The drug-resistant strain has been found in live turkeys, and many types of raw turkey products. According to the CDC, that means it might be widespread in the turkey industry.

As thanksgiving approaches, the CDC said it’s okay to eat turkey, as long as it’s properly cooked.

Chef Bob Schultz, a professor at Grand Rapids Community College's Secchia Institute for Culinary Education, showed us how. He had a chicken on hand, but same rules apply.

“When you store your raw turkey, the biggest thing you want to keep in consideration, is storing it on the bottom shelf,” Schultz said, referring to the refrigerator.

You don’t want it dripping down on produce.

“Let it thaw naturally in a cooler for 4-5 days,” Schultz said.

If you’ve procrastinated, thaw it safely in your sink.

“Cold constant water, there should always be a stream coming over the turkey to help thaw it," Schultz said. "Definitely changing the water, so I usually put it on some sort of vessel, some sort of bucket.”

Make sure your space is clear, use gloves if you can, and clean your hands.

“Wash your hands for at least 20 seconds with warm, soapy water," Schultz said. "And when you wash your hands, it sounds silly, but you have to get above your hands, so about 3 inches above your wrist.”

Cooking to 165 degrees is crucial, but first, cut the ties at the top.

“What's going to happen is the breast is going to cook, but right here between the joints it's going to be raw," Schultz said. "I cut the joints, and then that helps ensure that the whole turkey is cooked, break the joints a little bit.”

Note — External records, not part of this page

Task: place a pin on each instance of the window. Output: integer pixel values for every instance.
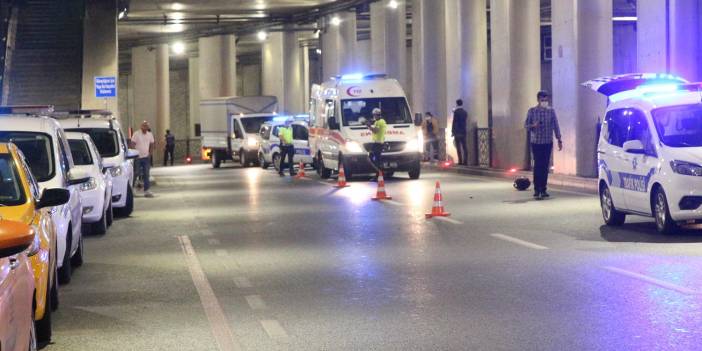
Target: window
(105, 139)
(11, 192)
(38, 150)
(356, 112)
(80, 152)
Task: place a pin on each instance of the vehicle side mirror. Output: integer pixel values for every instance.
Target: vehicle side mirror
(15, 237)
(53, 197)
(634, 147)
(132, 154)
(76, 177)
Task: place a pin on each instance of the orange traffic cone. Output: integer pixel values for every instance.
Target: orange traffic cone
(381, 195)
(301, 171)
(341, 182)
(438, 209)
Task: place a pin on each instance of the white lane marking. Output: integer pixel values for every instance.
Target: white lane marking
(654, 281)
(255, 302)
(242, 283)
(448, 219)
(519, 241)
(274, 329)
(213, 310)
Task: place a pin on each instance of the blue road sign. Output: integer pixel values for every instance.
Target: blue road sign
(105, 87)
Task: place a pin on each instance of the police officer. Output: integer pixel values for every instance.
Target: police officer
(378, 129)
(287, 148)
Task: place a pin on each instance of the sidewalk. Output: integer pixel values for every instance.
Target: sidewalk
(560, 181)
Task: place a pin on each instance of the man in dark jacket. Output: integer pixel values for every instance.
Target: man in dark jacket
(459, 131)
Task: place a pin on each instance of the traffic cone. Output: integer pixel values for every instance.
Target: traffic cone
(301, 171)
(438, 209)
(381, 195)
(341, 182)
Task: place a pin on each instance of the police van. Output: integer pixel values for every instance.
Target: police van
(650, 149)
(339, 111)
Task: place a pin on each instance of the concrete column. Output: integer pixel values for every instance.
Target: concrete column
(516, 76)
(388, 40)
(582, 50)
(282, 71)
(99, 52)
(474, 69)
(669, 37)
(217, 66)
(194, 96)
(150, 69)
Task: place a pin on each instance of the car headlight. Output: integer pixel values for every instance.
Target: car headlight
(116, 171)
(89, 185)
(686, 168)
(354, 147)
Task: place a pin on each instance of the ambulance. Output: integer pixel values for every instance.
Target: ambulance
(339, 136)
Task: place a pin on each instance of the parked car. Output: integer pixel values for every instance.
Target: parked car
(22, 201)
(113, 147)
(16, 288)
(45, 146)
(269, 151)
(96, 193)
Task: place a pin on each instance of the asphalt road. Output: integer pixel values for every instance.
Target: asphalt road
(242, 259)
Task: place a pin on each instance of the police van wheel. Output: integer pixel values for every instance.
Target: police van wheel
(610, 214)
(664, 222)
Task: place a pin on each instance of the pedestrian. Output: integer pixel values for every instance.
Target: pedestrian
(459, 131)
(430, 128)
(143, 141)
(378, 128)
(287, 148)
(542, 124)
(169, 151)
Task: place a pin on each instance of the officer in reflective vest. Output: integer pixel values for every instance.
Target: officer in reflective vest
(287, 148)
(378, 129)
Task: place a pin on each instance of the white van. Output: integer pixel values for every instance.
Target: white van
(650, 150)
(231, 125)
(340, 108)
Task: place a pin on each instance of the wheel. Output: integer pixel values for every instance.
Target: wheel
(610, 214)
(43, 326)
(77, 259)
(664, 222)
(216, 160)
(65, 270)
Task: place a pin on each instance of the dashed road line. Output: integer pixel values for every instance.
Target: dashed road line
(219, 324)
(274, 329)
(519, 241)
(255, 302)
(651, 280)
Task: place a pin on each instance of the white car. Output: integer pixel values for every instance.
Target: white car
(107, 135)
(269, 151)
(45, 147)
(95, 194)
(650, 150)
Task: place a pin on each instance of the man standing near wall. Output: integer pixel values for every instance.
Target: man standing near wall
(542, 124)
(459, 131)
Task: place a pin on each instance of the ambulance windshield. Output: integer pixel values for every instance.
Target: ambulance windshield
(679, 126)
(356, 112)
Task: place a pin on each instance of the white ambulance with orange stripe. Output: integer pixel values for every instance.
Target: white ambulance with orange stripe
(339, 135)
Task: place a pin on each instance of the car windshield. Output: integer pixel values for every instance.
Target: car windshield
(679, 126)
(11, 192)
(356, 112)
(253, 124)
(80, 152)
(105, 140)
(37, 150)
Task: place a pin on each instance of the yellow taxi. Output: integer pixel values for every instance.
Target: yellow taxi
(22, 201)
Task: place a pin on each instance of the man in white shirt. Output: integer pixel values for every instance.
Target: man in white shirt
(143, 141)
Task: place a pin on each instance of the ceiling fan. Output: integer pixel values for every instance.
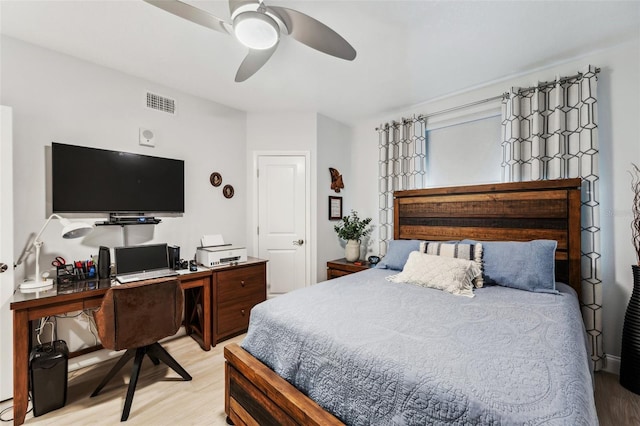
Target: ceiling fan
(258, 27)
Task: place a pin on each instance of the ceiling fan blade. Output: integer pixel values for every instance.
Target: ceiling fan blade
(235, 4)
(314, 33)
(191, 13)
(254, 60)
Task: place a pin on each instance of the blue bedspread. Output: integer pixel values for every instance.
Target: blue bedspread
(374, 352)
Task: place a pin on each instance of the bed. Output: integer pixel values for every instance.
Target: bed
(363, 350)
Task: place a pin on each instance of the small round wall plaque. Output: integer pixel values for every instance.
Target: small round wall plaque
(228, 191)
(215, 179)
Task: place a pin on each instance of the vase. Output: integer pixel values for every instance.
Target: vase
(630, 354)
(352, 250)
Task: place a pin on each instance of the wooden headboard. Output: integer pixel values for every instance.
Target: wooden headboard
(521, 211)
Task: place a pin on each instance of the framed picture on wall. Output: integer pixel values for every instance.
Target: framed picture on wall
(335, 208)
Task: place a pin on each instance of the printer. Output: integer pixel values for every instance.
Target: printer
(220, 255)
(214, 252)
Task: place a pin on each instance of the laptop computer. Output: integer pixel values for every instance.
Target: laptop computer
(137, 263)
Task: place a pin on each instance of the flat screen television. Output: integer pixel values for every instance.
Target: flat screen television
(91, 180)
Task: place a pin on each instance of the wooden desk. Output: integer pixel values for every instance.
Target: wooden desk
(88, 294)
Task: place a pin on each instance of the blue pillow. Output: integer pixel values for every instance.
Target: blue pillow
(397, 254)
(526, 266)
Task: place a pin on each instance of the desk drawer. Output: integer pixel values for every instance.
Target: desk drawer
(234, 317)
(239, 284)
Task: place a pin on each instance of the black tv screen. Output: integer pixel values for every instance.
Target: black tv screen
(95, 180)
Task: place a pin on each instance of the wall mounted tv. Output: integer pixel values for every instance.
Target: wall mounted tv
(91, 180)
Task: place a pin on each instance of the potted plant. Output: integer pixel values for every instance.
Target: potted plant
(352, 229)
(630, 349)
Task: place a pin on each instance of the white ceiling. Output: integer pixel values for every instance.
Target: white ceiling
(408, 51)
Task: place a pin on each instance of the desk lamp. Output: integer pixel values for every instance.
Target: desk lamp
(69, 230)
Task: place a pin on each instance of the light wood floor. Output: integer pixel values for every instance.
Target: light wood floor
(162, 398)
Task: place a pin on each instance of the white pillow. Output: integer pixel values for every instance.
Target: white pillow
(458, 250)
(443, 273)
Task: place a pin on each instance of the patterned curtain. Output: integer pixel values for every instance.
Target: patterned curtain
(550, 132)
(402, 165)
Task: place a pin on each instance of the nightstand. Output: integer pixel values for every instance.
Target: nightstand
(340, 267)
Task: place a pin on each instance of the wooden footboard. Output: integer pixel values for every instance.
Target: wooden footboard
(255, 395)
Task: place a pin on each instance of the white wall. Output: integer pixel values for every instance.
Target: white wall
(59, 98)
(619, 136)
(334, 150)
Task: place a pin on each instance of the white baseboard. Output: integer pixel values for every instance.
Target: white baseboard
(102, 355)
(612, 364)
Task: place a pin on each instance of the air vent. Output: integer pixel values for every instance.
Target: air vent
(161, 103)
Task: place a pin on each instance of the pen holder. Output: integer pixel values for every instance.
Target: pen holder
(65, 274)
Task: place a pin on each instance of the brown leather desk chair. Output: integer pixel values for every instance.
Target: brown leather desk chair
(134, 317)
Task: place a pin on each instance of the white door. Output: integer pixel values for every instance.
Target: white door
(283, 221)
(6, 253)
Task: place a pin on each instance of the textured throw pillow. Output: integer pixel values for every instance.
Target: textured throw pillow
(526, 266)
(471, 252)
(443, 273)
(397, 254)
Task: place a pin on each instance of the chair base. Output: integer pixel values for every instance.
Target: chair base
(156, 353)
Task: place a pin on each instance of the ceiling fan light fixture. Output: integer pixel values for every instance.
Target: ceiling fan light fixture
(256, 30)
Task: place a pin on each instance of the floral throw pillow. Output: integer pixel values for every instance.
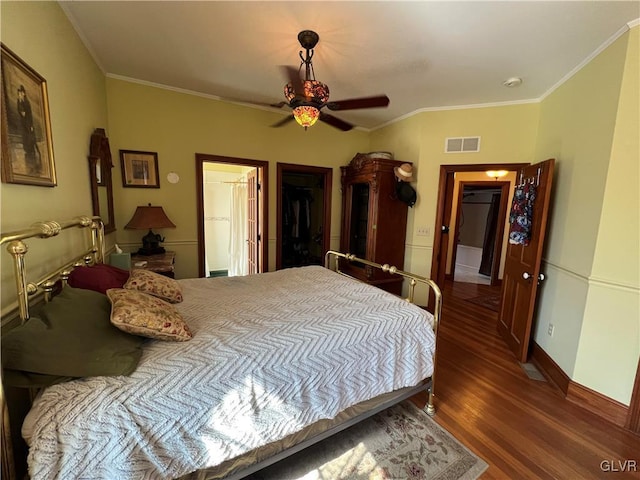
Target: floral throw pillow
(141, 314)
(154, 284)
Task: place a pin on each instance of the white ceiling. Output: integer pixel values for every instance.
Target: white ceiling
(422, 54)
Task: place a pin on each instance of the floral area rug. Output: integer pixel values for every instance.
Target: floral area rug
(400, 443)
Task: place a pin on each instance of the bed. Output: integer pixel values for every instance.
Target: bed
(275, 362)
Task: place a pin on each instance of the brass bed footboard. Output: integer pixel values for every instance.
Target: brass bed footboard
(27, 291)
(18, 249)
(332, 261)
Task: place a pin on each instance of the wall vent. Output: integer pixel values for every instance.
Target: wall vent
(462, 144)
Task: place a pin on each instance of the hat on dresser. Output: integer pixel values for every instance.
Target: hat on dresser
(404, 172)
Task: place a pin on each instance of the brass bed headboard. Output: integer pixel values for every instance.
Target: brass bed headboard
(18, 248)
(414, 280)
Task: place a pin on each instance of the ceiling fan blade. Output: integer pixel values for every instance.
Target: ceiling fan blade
(335, 122)
(259, 104)
(283, 122)
(354, 103)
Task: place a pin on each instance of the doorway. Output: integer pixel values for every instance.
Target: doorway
(304, 215)
(232, 215)
(448, 198)
(479, 230)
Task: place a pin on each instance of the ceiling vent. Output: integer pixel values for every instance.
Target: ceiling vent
(462, 144)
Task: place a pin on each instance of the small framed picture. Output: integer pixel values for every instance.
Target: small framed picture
(139, 169)
(27, 147)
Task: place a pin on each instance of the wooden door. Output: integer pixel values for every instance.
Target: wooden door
(253, 224)
(522, 274)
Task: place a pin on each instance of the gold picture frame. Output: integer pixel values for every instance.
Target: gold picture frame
(139, 169)
(27, 145)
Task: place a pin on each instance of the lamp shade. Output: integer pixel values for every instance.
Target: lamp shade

Also make sure the bottom of the bird is elevated.

“Sometimes if you put a turkey in the pan it might not cook on the bottom," Schultz said. "So by cutting onions, celery, some carrots on the bottom, and then rest the turkey on top, that helps elevate it.”

The bottom of the pan is also a good place to stick stuffing.

Schultz also suggests making sure your thermometer is calibrated, and inserted far enough into the turkey.

And finally, make sure you sanitize all surfaces and utensils when you're done.